The blood sample taken is used to determine the amount of LDL ” bad cholesterol ”, HDL ” good cholesterol ”, and triglycerides in your blood.
Blood cholesterol is measured in units of milliliters per liter of blood (liter / mmol). In the UK, the current government has suggested that the total level of cholesterol in your blood is less than 5 milliliters per liter. , And LDL cholesterol levels should be below 3 mols per liner.
It is especially important to have your cholesterol levels checked if any of the treatable disorders or risk factors described in the Causes section are yours.
The most important treatment for this is to contact your physician immediately and to use her medication.
The use of fresh fruits is very important in controlling the cholesterol rate, because the vitamins, minerals and antioxidants in addition to increasing the strength of the body’s immune system keep the blood cholesterol at a healthy rate.
So learn about the most effective fruits that regulate cholesterol.
Maltas do not allow cholesterol to rise, but transmit them to the bloodstream as part of the digestive system. Daily use of them or daily use of a glass of their juice is very beneficial while the vitamin C involved in it can also help protect against other diseases.
Grapefruits, like malts and lemons, are also helpful in keeping low cholesterol levels. According to medical science the use of red grapefruit is normalized and it is effective in keeping the cholesterol rate low and the heart healthy. In addition, this fruit dissolves body fat, making it easier to control obesity.
Recent medical research reports have shown that daily use of strawberries reduces the blood rate during cholesterol harmful to the body by 4 to 10 percent.
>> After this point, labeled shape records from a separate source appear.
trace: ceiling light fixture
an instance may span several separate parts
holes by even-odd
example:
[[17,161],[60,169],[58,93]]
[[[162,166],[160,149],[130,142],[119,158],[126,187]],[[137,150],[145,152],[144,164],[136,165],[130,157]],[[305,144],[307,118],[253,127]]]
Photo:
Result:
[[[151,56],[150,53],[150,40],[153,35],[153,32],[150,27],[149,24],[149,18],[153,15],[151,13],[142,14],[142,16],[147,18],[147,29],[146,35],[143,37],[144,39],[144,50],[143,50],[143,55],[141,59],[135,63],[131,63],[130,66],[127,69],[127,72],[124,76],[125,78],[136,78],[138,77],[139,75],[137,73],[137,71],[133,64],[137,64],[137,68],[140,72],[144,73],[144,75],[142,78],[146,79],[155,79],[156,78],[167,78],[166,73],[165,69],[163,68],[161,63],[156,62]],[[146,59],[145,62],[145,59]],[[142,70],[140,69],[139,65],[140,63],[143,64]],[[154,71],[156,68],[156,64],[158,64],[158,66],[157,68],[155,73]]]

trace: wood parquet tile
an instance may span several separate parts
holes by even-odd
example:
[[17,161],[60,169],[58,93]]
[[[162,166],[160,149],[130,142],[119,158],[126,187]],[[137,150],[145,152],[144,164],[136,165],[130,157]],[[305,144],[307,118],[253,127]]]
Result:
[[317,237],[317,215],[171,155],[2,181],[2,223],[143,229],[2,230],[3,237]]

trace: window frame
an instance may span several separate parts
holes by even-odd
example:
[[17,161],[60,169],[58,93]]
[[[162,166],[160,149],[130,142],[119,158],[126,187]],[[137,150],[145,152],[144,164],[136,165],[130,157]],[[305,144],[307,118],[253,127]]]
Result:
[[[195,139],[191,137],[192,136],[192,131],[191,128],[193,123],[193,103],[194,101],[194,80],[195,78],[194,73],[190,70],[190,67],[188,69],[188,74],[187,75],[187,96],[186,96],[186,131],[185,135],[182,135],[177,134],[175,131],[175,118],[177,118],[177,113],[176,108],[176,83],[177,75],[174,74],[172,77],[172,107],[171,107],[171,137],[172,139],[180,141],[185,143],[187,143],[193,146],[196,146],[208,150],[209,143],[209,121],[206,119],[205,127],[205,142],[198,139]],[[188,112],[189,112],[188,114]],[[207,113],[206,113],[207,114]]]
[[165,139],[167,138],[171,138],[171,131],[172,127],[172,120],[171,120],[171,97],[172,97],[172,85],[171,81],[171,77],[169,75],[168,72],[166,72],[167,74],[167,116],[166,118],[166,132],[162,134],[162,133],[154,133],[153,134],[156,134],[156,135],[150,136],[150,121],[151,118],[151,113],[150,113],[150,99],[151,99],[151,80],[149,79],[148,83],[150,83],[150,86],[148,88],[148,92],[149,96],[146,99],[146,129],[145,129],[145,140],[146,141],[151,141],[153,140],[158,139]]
Strawberries are an excellent source of antioxidants, which are important for protecting against a number of illnesses, including cancer and cardiovascular disease, while their daily use also helps in overcoming obesity.
Like all citrus fruits, lemons also have a high amount of vitamin C and do not allow the body to increase the amount of cholesterol that is harmful to the body and keep it normal. In addition, the fibers contained in it improve the digestion system, which in turn reduces the chance of high blood cholesterol levels.
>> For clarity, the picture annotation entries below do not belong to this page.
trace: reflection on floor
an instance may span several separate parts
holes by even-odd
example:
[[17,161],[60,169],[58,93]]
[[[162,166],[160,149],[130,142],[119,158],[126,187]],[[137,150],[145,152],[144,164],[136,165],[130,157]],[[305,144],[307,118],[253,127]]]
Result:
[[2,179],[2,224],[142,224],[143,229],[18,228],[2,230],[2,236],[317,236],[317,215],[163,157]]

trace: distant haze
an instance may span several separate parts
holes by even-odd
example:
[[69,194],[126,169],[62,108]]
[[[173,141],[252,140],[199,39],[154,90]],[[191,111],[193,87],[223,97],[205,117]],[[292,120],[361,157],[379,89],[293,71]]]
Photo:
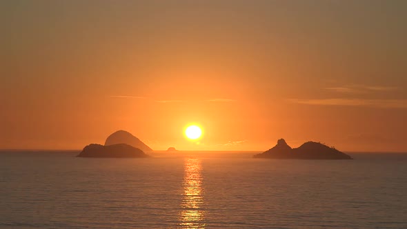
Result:
[[0,15],[0,148],[126,130],[155,150],[407,151],[407,1],[9,0]]

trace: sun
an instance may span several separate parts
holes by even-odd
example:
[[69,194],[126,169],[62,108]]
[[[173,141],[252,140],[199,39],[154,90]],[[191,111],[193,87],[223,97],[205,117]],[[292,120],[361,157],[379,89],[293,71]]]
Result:
[[197,139],[202,135],[202,130],[198,126],[189,126],[185,129],[185,135],[190,139]]

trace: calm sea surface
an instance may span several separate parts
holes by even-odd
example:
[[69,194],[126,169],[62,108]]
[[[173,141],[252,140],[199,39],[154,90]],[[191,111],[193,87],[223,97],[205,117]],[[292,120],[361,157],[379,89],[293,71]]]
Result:
[[0,152],[1,228],[407,228],[407,155]]

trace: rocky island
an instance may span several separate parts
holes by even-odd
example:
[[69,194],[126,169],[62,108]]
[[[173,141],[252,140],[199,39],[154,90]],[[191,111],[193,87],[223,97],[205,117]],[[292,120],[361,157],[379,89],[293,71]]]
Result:
[[105,146],[125,143],[139,148],[144,152],[152,151],[152,149],[133,135],[126,130],[118,130],[108,137]]
[[177,150],[175,147],[170,147],[167,149],[167,152],[177,152],[178,150]]
[[145,152],[152,150],[127,131],[119,130],[110,135],[105,145],[86,146],[79,157],[148,157]]
[[86,146],[77,156],[79,157],[148,157],[143,150],[128,144]]
[[293,159],[352,159],[350,156],[321,143],[308,141],[297,148],[292,148],[281,139],[271,149],[254,155],[255,158]]

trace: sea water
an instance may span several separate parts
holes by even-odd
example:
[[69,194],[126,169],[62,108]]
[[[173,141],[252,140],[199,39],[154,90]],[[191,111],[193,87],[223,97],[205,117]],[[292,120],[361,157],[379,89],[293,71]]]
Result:
[[0,152],[1,228],[407,228],[407,155]]

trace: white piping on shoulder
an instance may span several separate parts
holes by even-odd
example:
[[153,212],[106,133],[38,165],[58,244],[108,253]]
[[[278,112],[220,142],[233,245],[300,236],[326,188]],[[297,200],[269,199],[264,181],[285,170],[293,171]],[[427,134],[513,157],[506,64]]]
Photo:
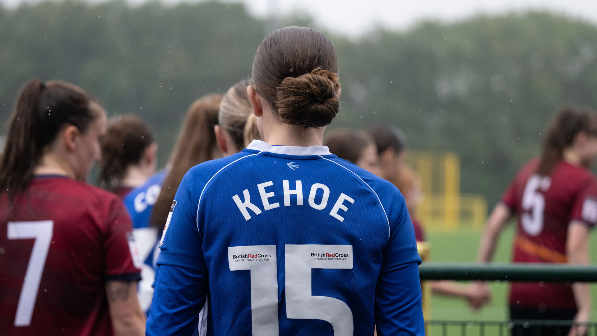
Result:
[[331,154],[327,146],[272,146],[261,140],[253,140],[247,149],[253,149],[261,152],[286,154],[289,155],[328,155]]
[[[319,155],[319,156],[321,156],[321,155]],[[334,163],[336,163],[336,164],[337,164],[338,166],[340,166],[342,168],[344,168],[344,169],[348,170],[349,172],[352,173],[353,174],[355,174],[355,176],[356,176],[356,177],[359,178],[359,179],[360,179],[361,182],[362,182],[363,183],[365,184],[365,185],[367,185],[367,187],[368,187],[369,189],[371,189],[371,191],[373,191],[373,194],[375,195],[375,197],[377,197],[377,201],[379,202],[379,205],[381,206],[381,210],[383,210],[383,214],[386,216],[386,220],[387,221],[387,233],[388,233],[387,239],[389,240],[390,239],[390,235],[392,234],[392,229],[390,228],[390,219],[387,218],[387,213],[386,212],[386,209],[385,209],[385,208],[383,207],[383,204],[381,204],[381,200],[379,199],[379,196],[377,196],[377,193],[375,192],[375,190],[373,190],[373,188],[371,188],[371,187],[370,185],[369,185],[369,184],[367,184],[367,182],[366,182],[364,181],[363,181],[363,179],[361,178],[361,176],[359,176],[359,175],[356,175],[356,173],[355,173],[354,172],[353,172],[352,170],[349,169],[348,168],[346,168],[346,167],[344,167],[344,166],[342,166],[341,164],[340,164],[340,163],[338,163],[337,162],[336,162],[336,161],[332,161],[332,160],[330,160],[329,158],[325,158],[325,157],[324,157],[322,156],[321,156],[321,158],[322,158],[324,160],[327,160],[329,161],[330,162],[333,162]]]
[[207,188],[208,185],[210,184],[210,182],[211,182],[211,180],[213,179],[213,178],[216,177],[216,175],[218,175],[220,173],[220,172],[221,172],[222,170],[224,170],[224,168],[226,168],[226,167],[230,166],[230,164],[232,164],[233,163],[236,163],[236,162],[237,162],[238,161],[240,161],[240,160],[242,160],[244,158],[247,158],[247,157],[251,157],[251,156],[255,156],[255,155],[259,155],[261,153],[261,152],[259,152],[259,153],[256,153],[254,154],[251,154],[251,155],[244,156],[244,157],[242,157],[241,158],[238,158],[238,159],[233,161],[232,162],[230,162],[228,164],[226,164],[224,167],[222,167],[221,169],[220,169],[215,174],[214,174],[214,176],[211,176],[211,178],[207,181],[207,183],[205,184],[205,186],[203,187],[203,190],[201,191],[201,194],[199,196],[199,202],[197,203],[197,214],[195,215],[195,224],[196,224],[196,225],[197,225],[197,231],[199,231],[199,206],[201,204],[201,197],[203,197],[203,193],[205,191],[205,188]]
Blueberries have many medical benefits as they increase brain power, protect against cancer while relieving bodily edema or inflammation, but in addition it is helpful in keeping cholesterol levels normal. ۔ It does not allow the cholesterol rate to rise to harmful levels by circulating fat cells in the blood.
Apricot is a fruit full of ingredients that help increase blood cholesterol instead of reducing blood sugar. In addition, it contains high amounts of antioxidants, which can help protect against many other diseases.
Eating one to two apples daily reduces the risk of healthy cholesterol and keeps the heart healthy, it has also been proven that the antioxidants contained in apples do not allow cholesterol to accumulate in the arteries. Similarly, this fruit is also beneficial in protecting against obesity, and it is known to everyone that eating an apple daily keeps the doctor away.